Metadata-Version: 2.1
Name: watergrid
Version: 1.1.1
Summary: Lightweight framework for building ETL pipelines.
Home-page: https://github.com/ARMmaster17/watergrid-python
Author: Joshua Zenn
Author-email: wordman05@gmail.com
License: MIT License
Keywords: etl
Platform: UNKNOWN
Classifier: Programming Language :: Python :: 3
Classifier: License :: OSI Approved :: MIT License
Classifier: Operating System :: OS Independent
Requires-Python: >=3.6
Description-Content-Type: text/markdown
Provides-Extra: lock-redis
Provides-Extra: metrics-elasticsearch
License-File: LICENSE

# WaterGrid-Python
[![WaterGrid Tests](https://github.com/ARMmaster17/watergrid-python/actions/workflows/ci.yml/badge.svg?branch=main)](https://github.com/ARMmaster17/watergrid-python/actions/workflows/ci.yml)
[![Maintainability](https://api.codeclimate.com/v1/badges/5ecd1367c30a9a8a5c59/maintainability)](https://codeclimate.com/github/ARMmaster17/watergrid-python/maintainability)
[![Test Coverage](https://api.codeclimate.com/v1/badges/5ecd1367c30a9a8a5c59/test_coverage)](https://codeclimate.com/github/ARMmaster17/watergrid-python/test_coverage)
![PyPI](https://img.shields.io/pypi/v/watergrid)
![License](https://img.shields.io/badge/license-MIT-blue.svg)

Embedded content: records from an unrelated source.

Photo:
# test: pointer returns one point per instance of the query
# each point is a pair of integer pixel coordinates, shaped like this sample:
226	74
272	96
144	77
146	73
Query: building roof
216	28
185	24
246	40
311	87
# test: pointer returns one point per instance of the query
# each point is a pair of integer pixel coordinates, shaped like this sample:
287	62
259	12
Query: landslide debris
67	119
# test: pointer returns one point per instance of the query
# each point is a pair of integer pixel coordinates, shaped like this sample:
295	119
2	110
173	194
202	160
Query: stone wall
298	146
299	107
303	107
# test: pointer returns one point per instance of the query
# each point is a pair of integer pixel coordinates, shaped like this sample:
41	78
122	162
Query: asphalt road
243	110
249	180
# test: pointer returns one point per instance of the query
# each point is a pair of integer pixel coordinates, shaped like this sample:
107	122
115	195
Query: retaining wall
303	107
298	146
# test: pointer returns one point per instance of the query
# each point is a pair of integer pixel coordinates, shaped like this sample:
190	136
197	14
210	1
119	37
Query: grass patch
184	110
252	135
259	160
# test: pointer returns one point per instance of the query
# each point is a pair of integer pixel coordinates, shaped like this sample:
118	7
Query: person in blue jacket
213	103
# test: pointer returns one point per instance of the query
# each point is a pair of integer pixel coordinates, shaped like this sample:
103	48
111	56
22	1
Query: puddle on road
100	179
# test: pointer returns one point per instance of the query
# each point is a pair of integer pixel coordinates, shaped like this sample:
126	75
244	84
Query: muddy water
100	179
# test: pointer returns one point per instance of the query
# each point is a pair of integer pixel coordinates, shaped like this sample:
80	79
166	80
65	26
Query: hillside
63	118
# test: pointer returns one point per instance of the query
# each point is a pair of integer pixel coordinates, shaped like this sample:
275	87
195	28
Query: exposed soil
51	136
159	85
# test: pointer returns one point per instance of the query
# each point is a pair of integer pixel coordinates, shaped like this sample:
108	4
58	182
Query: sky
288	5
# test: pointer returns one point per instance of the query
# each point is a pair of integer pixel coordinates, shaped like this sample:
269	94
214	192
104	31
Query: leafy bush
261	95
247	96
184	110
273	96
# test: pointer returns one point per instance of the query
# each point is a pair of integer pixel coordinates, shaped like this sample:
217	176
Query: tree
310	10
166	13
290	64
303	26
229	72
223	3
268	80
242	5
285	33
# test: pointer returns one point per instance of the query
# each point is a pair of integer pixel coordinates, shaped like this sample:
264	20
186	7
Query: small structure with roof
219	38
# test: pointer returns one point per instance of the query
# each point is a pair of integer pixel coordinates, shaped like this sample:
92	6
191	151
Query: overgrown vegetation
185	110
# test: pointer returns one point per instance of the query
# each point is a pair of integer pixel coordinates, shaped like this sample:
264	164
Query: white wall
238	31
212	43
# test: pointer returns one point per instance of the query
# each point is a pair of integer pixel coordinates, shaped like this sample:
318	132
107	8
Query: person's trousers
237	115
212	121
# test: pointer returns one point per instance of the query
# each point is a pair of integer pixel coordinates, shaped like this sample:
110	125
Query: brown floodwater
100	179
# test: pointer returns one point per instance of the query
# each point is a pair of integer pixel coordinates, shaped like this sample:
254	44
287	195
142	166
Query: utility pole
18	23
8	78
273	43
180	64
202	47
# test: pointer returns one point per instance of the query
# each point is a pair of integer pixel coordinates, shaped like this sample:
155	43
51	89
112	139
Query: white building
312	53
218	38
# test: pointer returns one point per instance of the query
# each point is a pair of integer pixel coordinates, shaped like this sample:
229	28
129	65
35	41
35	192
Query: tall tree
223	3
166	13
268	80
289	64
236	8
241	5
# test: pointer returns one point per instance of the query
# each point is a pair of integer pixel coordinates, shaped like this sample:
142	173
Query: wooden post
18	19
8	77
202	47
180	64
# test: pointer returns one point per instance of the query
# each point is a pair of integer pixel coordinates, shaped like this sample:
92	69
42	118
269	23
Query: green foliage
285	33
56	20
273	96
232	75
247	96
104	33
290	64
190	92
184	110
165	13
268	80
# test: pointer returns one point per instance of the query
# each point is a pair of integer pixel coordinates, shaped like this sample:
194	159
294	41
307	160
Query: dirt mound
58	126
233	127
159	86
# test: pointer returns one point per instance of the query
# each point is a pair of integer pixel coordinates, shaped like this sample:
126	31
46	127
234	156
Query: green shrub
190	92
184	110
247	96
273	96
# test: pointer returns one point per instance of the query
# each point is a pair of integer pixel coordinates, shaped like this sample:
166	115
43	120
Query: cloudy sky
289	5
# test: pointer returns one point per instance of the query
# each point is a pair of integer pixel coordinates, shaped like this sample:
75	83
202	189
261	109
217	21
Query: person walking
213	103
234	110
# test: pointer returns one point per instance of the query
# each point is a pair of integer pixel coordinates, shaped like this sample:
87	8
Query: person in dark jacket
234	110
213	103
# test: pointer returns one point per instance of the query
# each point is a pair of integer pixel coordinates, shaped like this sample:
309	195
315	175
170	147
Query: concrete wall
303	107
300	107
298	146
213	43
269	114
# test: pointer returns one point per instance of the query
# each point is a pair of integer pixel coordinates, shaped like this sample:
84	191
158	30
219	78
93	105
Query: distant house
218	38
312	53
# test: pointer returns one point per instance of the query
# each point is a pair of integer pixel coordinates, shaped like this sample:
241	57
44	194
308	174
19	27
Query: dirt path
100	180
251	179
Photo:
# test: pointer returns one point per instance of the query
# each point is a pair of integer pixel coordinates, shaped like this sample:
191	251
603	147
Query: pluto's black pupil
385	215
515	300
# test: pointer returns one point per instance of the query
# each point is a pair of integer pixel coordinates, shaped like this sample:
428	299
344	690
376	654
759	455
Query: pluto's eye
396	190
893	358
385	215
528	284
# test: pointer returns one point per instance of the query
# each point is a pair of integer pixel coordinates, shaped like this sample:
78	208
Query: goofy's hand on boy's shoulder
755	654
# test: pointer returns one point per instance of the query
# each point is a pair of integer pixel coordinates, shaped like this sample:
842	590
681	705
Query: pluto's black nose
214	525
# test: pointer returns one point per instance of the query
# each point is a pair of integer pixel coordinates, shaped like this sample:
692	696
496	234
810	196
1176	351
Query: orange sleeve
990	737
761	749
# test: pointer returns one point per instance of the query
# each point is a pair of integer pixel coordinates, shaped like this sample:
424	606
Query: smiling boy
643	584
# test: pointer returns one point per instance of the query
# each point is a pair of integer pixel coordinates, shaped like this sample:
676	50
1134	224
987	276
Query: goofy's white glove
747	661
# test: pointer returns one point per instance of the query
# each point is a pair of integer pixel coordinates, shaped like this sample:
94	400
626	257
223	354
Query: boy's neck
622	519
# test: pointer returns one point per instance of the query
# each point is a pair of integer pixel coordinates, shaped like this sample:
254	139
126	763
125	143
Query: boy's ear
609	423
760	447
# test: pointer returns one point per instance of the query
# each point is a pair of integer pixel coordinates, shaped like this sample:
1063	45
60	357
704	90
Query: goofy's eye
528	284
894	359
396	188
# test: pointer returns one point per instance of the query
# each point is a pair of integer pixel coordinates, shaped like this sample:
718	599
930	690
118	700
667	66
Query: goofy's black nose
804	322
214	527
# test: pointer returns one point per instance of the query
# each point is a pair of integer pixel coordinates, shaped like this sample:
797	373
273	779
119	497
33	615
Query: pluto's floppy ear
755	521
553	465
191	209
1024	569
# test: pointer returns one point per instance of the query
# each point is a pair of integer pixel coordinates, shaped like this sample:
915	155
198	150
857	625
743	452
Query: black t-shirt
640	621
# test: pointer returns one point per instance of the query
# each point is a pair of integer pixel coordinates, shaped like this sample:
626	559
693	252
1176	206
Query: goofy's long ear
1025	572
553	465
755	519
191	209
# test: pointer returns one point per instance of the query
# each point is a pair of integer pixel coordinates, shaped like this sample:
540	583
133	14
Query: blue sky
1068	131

Watergrid is a lightweight, distributed framework for data stream processing.

## Why Watergrid

- Watergrid lets developers write their ETL pipelines as applications, not 
scripts or jobs. This lets you re-use your existing CI/CD infrastructure and
deployment practices.
- Watergrid encourages you to write your ETL operations as modular "steps",
making it easy to isolate and test atomic parts of your pipelines.
- Watergrid lets you scale up to multi-node clusters by changing only a few
lines of Python code.
- Watergrid is minimalistic, and easy to use.
- Watergrid does not depend on complicated software setups that execute jobs.
Everything is self-contained in the library itself.
- Watergrid lets you use your existing Redis infrastructure for distributed
jobs instead of a proprietary data storage/transmission solution.
- Watergrid includes an API for interfacing with an APM of your choice out of
the box.

## Getting Started

Creating an ETL pipeline with Watergrid is very easy.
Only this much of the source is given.